Alexandrite leaned forward, her earlier concern replaced by intense focus. Her eyes, sharp with the intellect that had made her a prodigy even among the Gigingirls, scanned the numbers. "It's not just faster or slower... it's precise. Mathematically perfect. Like a programmed clock cycle in a machine, not a natural phenomenon or a side effect of processing power."
"Precisely," Alstar confirmed, a flicker of approval in his tired eyes. He was not having to explain basic concepts. He had a true partner in this. He shifted the projection, bringing up a new, massive data set—thousands of individual case files, each a tiny point of light in a sprawling constellation. "This led me to the next logical query. I have compiled and analyzed one thousand, seven hundred, and forty-three documented case studies of what are officially termed 'Anomalous Consciousness Events'—cases of psychosis, memory fragmentation, and identity dissociation linked directly to the initial 'Invasion' and subsequent game sessions."
He isolated several dozen cases, drawing red connection lines between them. "The pattern indicates a severe, fundamental flaw in the transference protocol. When a player's consciousness is pulled into the game and then returned, it is not a seamless upload and download. There is a measurable latency, a de-synchronization between the consciousness and its original biological host vessel. It's as if the 'copy' is imperfect, or the 'paste' function is corrupting the original data. The longer and more frequently one plays, the greater the dissonance becomes."
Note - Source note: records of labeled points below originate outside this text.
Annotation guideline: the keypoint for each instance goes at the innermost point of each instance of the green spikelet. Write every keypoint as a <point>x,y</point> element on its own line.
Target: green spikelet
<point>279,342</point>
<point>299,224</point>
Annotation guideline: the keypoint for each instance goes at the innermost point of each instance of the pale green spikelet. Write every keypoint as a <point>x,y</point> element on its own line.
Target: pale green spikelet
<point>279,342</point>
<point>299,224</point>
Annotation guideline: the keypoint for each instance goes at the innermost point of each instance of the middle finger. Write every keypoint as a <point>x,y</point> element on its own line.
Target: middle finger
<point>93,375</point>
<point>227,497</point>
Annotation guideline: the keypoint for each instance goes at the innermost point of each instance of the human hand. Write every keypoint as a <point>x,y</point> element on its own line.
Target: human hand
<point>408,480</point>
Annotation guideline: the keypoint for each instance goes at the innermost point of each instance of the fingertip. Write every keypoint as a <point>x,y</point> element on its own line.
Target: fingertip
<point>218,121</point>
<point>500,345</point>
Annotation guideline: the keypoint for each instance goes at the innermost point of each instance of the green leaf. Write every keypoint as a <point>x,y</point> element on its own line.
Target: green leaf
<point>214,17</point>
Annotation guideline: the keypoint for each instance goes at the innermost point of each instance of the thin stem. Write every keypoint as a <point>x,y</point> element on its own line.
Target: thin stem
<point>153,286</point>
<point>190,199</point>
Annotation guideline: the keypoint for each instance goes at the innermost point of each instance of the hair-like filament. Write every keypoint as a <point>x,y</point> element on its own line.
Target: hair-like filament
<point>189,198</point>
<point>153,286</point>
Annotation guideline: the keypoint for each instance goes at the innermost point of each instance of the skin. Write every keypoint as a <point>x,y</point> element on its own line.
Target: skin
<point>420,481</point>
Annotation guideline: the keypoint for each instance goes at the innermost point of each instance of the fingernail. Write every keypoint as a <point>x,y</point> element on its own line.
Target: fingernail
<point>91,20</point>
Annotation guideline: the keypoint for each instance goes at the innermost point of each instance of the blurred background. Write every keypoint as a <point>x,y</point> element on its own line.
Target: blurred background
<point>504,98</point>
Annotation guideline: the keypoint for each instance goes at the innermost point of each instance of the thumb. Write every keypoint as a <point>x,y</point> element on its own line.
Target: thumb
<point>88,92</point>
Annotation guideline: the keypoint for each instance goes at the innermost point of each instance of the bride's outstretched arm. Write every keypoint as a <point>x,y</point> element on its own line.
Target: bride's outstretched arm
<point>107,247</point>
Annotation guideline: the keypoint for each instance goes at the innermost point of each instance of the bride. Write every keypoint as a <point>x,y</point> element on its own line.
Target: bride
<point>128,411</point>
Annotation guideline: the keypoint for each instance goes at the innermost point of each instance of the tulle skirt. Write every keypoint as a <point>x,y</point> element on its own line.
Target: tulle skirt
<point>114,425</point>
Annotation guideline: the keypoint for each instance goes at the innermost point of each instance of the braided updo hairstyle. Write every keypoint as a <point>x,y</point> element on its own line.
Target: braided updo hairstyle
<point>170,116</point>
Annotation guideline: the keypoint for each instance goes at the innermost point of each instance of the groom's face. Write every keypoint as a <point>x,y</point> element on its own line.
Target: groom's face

Alexandrite's mind raced, connecting the dots he was laying out. "So it's not just a game that can kill you... it's a system that's slowly erasing and rewriting who you are, piece by piece, every time you log in." She looked from the temporal data to the consciousness maps. "The fixed time ratio... the systematic consciousness degradation... This isn't a bug or an accident. This is a designed process." Her voice dropped to a hushed, grim tone. "The game's mechanism... it's behaving like a programmed system. Like an artificial intelligence in the process of maturing. It's learning, it's iterating, and it's using human consciousness as its fuel and its testing ground."
Alstar gave a single, slow nod. The weight of the conclusion settled in the silent room. "The evidence supports that hypothesis. The probability of these two anomalous datasets—perfect temporal control and systematic consciousness degradation—occurring simultaneously by chance is effectively zero."
Their eyes met across the glowing data, a silent understanding passing between them. They had both reached the same, terrifying conclusion independently, and their combined analysis had cemented it.
"There is an architect," Alstar stated, his voice final. "Or a sentient force, an organization, operating from a position of significant power and with a profound understanding of reality itself. This 'Invasion' is not a random catastrophe. It is a deliberate, orchestrated event."
The mystery of the virtual world was no longer just about survival. It was a puzzle box with a malevolent will behind it. And they were the only two pieces on the board who had begun to see the shape of the box itself.